Ein anderer, auf den intelligenten Besucher verstimmend einwirkender Uebelstand ist die Trivialität der Gedanken und des Ausdrucks in Prosa und schlechten Versen, welche sich im älteren Theile der Anlagen schier auf jeder ausgezeichneten Felsenstirne zudringlich breit macht. Sind Plattheiten und Gemeinplätze schon in der gedruckten Schriftsprache keine angenehme Bekanntschaft, so läßt man sie doch auf dem vergänglichen Papier passiren, ohne allzuheftigen Anstoß daran zu nehmen; sobald sie aber mit so ungeheurer Prätension auftreten, daß sie ihre fußhohen Worte in kolossale Granitwände eingraben, soll man solche Ungebühr strafend abweisen. Unser Gefühl sagt uns, daß der Sinn, welchen die Alten mit der Bezeichnung Lapidarstyl verbanden, als der solchen Aufschriften angemessene, auch von uns festzuhalten sei: gefällige Form des Ausdrucks in gedankenreicher Kürze. In der Zeit aber, als man sich lebhaft für die Verschönerung der Louisenburg interessirte, hat jedes adlige oder reiche Individuum, welches Geld dazu hergab oder in dieser romantischen Steinwelt sein Liebchen küßte, es für Schuldigkeit gehalten, Sentenzen und Verse aus der eigenen Fabrik in dieses granitne Stammbuch einzutragen und seinen Namen oder wenigstens dessen Anfangsbuchstaben in den Tempel der Unsterblichkeit einzuschmuggeln. Aber vornehme und reiche Leute haben gerade nicht immer vornehme und reiche Gedanken, und der Adel des Namens involvirt noch lange nicht den des Geistes.
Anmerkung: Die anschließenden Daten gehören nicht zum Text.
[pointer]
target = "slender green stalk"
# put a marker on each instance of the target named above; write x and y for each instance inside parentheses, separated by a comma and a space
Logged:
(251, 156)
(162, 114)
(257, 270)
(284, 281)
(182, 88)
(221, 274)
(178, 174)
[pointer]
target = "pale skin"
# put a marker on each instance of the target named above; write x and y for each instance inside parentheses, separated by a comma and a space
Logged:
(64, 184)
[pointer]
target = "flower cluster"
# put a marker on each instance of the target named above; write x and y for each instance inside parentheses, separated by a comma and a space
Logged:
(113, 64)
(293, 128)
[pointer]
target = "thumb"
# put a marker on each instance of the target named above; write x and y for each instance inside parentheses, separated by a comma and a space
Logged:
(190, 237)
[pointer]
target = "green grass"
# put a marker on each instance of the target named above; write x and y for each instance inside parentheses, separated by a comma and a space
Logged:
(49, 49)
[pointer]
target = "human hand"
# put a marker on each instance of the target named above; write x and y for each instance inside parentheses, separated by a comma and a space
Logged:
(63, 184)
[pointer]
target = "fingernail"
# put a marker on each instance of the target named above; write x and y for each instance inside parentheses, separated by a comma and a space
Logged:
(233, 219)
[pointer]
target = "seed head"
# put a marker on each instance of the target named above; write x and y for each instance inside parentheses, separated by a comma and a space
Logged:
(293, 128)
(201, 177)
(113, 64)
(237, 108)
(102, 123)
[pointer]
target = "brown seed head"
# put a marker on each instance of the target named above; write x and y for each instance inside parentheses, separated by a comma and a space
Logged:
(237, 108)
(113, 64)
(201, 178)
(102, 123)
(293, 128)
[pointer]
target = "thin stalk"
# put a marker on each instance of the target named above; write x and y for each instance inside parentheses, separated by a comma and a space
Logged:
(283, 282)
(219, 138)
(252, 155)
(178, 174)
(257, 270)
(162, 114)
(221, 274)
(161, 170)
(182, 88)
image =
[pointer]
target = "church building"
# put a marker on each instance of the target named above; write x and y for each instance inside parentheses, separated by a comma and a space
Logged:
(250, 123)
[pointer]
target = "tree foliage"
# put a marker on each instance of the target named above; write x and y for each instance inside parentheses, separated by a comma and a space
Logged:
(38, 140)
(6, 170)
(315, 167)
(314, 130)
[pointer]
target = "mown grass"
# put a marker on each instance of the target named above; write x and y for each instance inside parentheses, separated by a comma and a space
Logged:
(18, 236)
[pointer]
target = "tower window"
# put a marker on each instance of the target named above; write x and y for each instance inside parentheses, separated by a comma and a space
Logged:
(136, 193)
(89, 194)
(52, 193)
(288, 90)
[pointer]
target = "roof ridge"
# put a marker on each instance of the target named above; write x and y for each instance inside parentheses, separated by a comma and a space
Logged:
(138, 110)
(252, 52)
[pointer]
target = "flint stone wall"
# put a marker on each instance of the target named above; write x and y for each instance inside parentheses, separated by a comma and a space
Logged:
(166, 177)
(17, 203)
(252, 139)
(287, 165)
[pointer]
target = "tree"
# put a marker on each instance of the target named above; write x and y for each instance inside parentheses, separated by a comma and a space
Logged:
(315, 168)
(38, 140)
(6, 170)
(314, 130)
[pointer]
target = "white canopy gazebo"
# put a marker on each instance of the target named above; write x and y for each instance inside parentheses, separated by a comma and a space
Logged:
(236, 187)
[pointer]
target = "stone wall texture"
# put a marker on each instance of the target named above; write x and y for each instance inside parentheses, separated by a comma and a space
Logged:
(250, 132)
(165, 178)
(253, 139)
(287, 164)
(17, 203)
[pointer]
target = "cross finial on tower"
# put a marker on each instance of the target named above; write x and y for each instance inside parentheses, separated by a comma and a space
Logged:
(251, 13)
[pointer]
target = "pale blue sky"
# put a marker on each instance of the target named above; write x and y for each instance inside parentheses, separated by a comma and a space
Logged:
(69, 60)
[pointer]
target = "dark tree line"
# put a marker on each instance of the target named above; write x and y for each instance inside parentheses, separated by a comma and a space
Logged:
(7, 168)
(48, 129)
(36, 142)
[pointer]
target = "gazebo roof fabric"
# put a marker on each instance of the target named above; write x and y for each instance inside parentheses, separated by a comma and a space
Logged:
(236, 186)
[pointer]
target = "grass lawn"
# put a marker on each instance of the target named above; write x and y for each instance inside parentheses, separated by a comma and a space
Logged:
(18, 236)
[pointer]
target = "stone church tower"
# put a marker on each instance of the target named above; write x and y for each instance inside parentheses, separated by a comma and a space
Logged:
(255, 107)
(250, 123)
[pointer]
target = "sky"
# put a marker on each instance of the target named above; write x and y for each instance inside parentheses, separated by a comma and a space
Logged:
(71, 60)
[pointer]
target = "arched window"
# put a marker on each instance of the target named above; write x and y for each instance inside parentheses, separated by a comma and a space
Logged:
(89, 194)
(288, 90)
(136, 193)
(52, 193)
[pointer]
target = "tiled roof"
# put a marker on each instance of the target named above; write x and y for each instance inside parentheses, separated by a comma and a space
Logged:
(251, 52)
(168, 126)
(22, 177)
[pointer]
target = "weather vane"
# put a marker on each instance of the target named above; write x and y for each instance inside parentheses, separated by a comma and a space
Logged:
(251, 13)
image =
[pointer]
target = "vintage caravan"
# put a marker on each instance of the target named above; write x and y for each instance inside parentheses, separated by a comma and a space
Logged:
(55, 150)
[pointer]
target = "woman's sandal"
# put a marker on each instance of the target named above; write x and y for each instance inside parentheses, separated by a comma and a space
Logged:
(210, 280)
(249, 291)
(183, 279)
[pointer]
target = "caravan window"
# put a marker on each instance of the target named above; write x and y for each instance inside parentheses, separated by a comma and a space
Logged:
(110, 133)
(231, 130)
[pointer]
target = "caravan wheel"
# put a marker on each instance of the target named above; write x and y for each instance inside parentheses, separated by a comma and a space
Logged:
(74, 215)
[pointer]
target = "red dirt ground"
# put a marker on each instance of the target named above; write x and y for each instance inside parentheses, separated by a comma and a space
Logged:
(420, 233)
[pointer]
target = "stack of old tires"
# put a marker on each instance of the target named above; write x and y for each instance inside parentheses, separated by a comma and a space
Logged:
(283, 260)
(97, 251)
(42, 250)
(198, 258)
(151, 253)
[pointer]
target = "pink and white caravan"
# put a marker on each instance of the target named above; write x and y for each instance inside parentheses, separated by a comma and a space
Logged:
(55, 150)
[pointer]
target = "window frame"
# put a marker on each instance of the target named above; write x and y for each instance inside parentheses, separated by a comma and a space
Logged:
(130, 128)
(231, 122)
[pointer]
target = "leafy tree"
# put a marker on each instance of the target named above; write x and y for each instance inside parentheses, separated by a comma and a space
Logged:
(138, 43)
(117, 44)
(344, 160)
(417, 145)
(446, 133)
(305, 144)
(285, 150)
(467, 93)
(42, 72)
Und so spielt denn die Eitelkeit in diesen Inschriften eine große selbst- aber nicht wohlgefällige Rolle. Ein adliger Herr vorzüglich hat ihr gar nicht genug thun können; wie oft erblickt man seine Namenschiffre! In der Klingershöhle sagt er uns auf einer Marmortafel in platten Reimen, daß er Gott, Tugendhafte, frohen Umgang und klugen Scherz liebe, in den Wissenschaften nur Lehren für sein Herz suche, in einer frohen Ehe unbemerkt sich seines Lebens zu freuen wünsche und werth sein möchte, nach seinem Abscheiden von guten Menschen beweint zu werden. Auch am Burgstein hingen gutgemeinte Gedanken von ihm und sein Wappen auf zwei Marmortafeln neben einander; eine verständige Hand hat beide entfernt.
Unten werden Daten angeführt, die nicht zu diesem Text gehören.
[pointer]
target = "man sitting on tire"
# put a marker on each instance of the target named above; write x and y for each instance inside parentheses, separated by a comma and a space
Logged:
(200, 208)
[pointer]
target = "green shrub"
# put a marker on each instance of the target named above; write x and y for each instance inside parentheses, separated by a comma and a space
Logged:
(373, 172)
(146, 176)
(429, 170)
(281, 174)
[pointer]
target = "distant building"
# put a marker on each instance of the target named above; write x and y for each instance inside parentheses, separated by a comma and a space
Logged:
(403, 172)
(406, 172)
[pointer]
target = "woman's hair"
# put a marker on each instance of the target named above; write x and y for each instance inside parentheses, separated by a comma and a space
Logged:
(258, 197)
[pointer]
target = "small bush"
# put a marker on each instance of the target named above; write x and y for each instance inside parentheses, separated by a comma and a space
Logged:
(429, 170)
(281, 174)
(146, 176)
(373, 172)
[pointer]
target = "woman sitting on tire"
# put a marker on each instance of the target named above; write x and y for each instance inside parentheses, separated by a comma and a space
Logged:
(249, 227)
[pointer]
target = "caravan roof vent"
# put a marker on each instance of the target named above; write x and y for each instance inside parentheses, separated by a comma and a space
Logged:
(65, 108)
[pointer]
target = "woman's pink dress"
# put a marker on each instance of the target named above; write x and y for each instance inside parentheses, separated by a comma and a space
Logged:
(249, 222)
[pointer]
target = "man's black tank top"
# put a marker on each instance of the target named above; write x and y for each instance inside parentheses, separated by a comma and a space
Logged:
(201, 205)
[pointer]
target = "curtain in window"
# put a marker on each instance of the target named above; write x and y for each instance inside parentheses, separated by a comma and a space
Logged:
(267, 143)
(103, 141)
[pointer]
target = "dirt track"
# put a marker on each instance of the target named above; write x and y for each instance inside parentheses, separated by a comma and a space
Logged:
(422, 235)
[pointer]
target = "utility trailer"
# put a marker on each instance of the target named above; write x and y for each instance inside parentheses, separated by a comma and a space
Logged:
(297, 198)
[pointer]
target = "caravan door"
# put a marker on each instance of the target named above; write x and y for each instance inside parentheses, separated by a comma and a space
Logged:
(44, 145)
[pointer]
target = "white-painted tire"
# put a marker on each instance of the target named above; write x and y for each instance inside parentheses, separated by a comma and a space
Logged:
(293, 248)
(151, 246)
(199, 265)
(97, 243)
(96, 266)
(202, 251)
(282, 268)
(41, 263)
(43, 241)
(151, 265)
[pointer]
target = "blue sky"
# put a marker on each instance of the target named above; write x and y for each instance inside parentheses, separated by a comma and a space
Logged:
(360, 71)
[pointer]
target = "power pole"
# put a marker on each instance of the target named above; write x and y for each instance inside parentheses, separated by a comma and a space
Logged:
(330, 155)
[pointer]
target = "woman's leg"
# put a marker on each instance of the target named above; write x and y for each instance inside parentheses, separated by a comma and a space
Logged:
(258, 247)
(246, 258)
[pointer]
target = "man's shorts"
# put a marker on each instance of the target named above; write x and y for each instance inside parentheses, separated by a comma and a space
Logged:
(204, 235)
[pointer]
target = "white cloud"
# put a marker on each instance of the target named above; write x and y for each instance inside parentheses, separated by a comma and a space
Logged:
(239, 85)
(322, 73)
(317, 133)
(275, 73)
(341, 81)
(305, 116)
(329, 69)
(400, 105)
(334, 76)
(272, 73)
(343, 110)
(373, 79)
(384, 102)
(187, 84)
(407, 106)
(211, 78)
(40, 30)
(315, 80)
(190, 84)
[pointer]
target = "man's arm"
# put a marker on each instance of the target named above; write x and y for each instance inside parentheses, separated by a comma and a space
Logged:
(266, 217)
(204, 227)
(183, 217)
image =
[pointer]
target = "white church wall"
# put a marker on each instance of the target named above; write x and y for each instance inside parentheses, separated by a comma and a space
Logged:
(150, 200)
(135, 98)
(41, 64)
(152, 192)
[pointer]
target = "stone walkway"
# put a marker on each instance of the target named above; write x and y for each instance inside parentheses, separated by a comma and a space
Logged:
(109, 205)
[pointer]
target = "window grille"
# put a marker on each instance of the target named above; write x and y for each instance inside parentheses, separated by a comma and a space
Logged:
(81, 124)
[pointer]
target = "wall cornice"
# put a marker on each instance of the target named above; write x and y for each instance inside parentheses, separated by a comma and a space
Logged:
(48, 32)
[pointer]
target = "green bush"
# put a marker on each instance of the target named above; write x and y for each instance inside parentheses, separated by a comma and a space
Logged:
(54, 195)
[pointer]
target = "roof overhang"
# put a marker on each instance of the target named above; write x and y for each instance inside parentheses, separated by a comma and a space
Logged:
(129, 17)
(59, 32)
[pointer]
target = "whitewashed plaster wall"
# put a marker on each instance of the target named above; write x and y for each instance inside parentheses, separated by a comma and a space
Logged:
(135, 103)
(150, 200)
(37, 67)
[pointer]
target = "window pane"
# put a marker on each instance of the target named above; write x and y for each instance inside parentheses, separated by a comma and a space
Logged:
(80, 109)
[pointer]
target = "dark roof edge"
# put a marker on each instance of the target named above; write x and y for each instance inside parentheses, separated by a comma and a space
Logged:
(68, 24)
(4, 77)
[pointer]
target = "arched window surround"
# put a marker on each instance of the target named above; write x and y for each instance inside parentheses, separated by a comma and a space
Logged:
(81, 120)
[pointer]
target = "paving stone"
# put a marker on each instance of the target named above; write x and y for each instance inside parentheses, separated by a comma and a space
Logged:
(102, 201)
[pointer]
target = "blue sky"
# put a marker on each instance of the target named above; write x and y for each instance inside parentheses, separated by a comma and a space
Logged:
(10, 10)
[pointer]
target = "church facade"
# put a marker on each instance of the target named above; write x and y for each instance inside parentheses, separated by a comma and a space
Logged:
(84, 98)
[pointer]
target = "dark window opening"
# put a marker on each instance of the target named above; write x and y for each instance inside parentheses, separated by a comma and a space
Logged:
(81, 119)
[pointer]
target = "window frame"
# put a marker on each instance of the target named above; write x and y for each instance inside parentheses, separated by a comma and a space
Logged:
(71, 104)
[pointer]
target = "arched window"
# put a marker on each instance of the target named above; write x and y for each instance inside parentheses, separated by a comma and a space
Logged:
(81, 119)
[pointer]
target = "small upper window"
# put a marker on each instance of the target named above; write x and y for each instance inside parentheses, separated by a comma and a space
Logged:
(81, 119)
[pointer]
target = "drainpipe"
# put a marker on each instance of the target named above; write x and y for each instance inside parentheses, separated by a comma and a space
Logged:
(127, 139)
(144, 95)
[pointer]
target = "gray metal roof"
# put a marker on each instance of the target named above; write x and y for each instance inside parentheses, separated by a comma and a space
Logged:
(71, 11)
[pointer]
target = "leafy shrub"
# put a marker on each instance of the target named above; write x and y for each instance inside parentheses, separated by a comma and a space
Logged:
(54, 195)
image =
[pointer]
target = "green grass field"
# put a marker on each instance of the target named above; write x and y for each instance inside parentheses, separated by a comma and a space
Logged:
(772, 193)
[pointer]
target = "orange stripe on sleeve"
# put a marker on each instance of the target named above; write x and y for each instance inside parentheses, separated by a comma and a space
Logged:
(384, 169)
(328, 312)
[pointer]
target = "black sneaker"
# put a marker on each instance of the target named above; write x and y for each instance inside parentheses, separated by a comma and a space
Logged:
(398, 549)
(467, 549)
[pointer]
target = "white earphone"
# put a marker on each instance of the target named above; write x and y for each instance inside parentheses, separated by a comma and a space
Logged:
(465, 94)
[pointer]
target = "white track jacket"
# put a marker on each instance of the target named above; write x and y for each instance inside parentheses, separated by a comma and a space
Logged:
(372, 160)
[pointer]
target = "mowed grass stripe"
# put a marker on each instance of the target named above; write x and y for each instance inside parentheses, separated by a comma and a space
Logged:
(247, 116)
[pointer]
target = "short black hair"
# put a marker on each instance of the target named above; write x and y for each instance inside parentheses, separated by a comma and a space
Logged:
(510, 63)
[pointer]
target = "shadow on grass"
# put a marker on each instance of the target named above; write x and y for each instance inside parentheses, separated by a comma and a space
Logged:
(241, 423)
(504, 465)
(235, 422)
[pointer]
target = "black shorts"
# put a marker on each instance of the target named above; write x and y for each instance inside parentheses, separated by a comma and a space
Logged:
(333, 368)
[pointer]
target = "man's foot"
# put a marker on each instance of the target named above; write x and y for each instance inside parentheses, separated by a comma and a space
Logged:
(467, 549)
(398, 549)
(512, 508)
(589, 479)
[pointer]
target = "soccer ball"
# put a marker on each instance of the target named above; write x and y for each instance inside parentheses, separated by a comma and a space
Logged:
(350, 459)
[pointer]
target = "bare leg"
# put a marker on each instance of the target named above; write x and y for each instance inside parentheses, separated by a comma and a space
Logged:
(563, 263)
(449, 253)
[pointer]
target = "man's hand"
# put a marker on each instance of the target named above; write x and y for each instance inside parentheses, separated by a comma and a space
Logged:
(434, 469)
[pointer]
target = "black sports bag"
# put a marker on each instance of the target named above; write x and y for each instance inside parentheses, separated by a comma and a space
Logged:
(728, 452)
Ein anderer aus Wunsiedel gebürtiger Herr berichtet uns an einem prächtigen Felsen mit riesigen Lettern in deutscher und russischer Sprache, daß er kaiserlich russischer Collegienrath sei. Und von jenem geisteshohen Wunsiedler Stadtkinde, das mit seinen vom Genius der Poesie selbst eingegebenen göttlichen Gedanken die Welt entzückt hat und, unsterblich wie sie sind, in Ewigkeit fortentzücken wird, steht keine Zeile in diesem Steinbuche, das allein würdig wäre, die erhabensten und brillantesten Sentenzen seines Geistes aufzubewahren. Nicht einmal der ihm geweihte Platz trägt seinen Namen. Und von den hochsinnigen, charaktergroßen, treuen und schönen Aussprüchen der hohen Frau, deren Namen doch diese Felsenblätter führen, ist kein einziger darauf eingegraben. Da sind die Namen von braven Consuln und Geschäftsleuten und ihren ehrenwerthen Gattinnen, sehr achtungswerthen Regierungs- und anderen Räthen, Frei- und anderen Herren und Frauen an diesen stolzen Felshäuptern haften geblieben, aber verwundert fragt sie der Besucher: was wollt ihr hier? Und vergebens sucht er die gefeierten Namen der Heroen des deutschen Volkes. Und doch wäre die Louisenburg die würdigste Walhalla für das Andenken unserer größten Geister. Nicht einmal ein Humboldtsplatz oder -Felsen ist da, und doch war Alexander der Große der Wissenschaft einst Bergbeamter dieses Gebirges; kein Goethestein wird gefunden, und doch besuchte der auch als Geognost bedeutende Dichterfürst diese Felsenmassen, von welchen er sagt: „Sie bilden ein Labyrinth, welches ich vor vierzig Jahren mühsam durchkrochen, nun aber durch architektonische Gartenkunst spazierbar und im Einzelnen beschaulich gefunden.“
Wie elektrisch würden die empfänglich aufgeregten Herzen durchzuckt werden, wenn ihnen von diesen Felsenstirnen die gewaltigen, erhabenen und tiefsinnigen Sprüche Jean Paul’s, oder die frommen, ehrwürdigen, herzlichen Worte der Königin Louise entgegenleuchteten, ebenso die Kraftgedanken unserer größten Dichter und Denker! Und wie stolz würde sich unsere Brust heben, wenn uns aus diesem Naturwunder die Namen derer entgegentönten, welche Deutschlands Culturgeschichte so groß gemacht haben! Das deutsche Volk muß wieder in die heiligen Haine seiner Vorfahren wandern; an den Cultstätten ihrer Götter, Schöpfungen ihres Geistes, müssen wir den Cultus unseres Geistes, unserer Vaterlandsliebe begehen. Und kein Hain eignet sich dazu besser, als die Louisenburg, dieser wahrhaftige Volks- und Königshain. Recht in der Mitte, im Herzen Deutschlands gelegen, gibt sie in ihrem wunderbar herrlichen Formenreichthum ein treues Naturbild des deutschen Geistes in seiner mannichfachen großartigen Gestaltung. Von der deutschen Königin, der Fürstin der Herzen, und vom deutschen Dichterfürsten, dem Beseliger der Herzen, sollten echte Goldkörner des Geistes an diesem Gestein glänzen, wie echte Goldkörner im Gestein dieser Berge.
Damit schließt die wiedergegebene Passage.